Inflation expectations anchoring: new insights from micro evidence of a survey at high-frequency and of distributions

BIS Working Papers  |  No 809  | 
04 September 2019

Focus

Over the past decade, monetary authorities have been confronted by important challenges: persistent deviations of inflation from target in spite of massive monetary easing and several years of robust growth; great uncertainty about the dynamics and drivers of the inflation process; and the important role of factors outside the direct control of central banks. These challenges may pose risks for monetary authorities' credibility, thereby undermining the effectiveness of monetary policy. To understand if this is indeed the case requires assessing whether long-term inflation expectations have remained anchored to the central bank's inflation target.

Contribution

We shed new light on the anchoring of long-term euro area inflation expectations since the crisis by using micro evidence from a new survey at high (weekly) frequency. We supplement this information with measures based on the whole distribution of inflation expectations from a quarterly survey. We perform a number of statistical tests, which are typically performed on inflation expectations measures extracted from financial instruments, such as inflation swaps.

Findings

In contrast to recent evidence from market-based measures of inflation expectations, we find that long-term inflation expectations remained well anchored to the ECB's inflation aim, which has acted as a focal point. We find only subtle signs of long-term inflation expectations not being perfectly well-anchored.


Abstract

We shed new light on the anchoring of long-term euro area inflation expectations since the crisis by using micro evidence from a new survey at high (weekly) frequency. We find that long-term inflation expectations remained well anchored to the ECB's inflation aim, which has acted as a focal point.
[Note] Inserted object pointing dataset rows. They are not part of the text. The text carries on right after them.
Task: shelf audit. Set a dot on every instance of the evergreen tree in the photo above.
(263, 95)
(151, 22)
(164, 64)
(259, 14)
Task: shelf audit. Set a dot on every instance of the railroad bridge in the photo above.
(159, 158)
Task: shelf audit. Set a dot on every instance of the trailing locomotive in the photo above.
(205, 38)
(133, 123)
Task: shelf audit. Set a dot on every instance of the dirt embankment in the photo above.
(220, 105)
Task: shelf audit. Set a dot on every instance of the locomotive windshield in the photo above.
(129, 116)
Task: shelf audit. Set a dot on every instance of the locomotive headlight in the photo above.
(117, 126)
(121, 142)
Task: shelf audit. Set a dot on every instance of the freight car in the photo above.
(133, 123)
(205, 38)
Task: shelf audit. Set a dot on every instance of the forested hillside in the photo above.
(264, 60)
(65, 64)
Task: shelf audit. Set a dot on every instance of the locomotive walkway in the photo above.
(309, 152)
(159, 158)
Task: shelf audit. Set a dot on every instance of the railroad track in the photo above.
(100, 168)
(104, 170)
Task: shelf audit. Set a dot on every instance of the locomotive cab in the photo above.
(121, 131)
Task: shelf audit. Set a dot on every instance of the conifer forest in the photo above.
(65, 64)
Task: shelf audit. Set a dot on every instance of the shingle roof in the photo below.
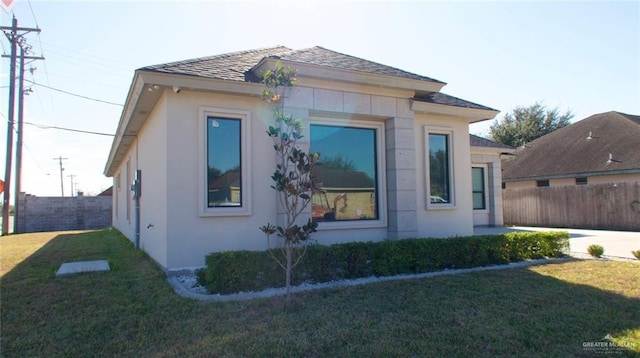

By contrast, we find no evidence that professional forecasts (reported by Consensus Economics) acted as focal points. But there are subtle signs of long-term inflation expectations not being perfectly well-anchored. Using measures based on the distribution of inflation expectations from a quarterly survey, namely uncertainty based on the full distribution, the probability of expected long-term inflation lying between 1.5% and 2.5%, and the effect of short-term on long-term deflation risk, we find that long-term euro area inflation expectations have remained well-anchored, and have become better-anchored between 2011 and 2018.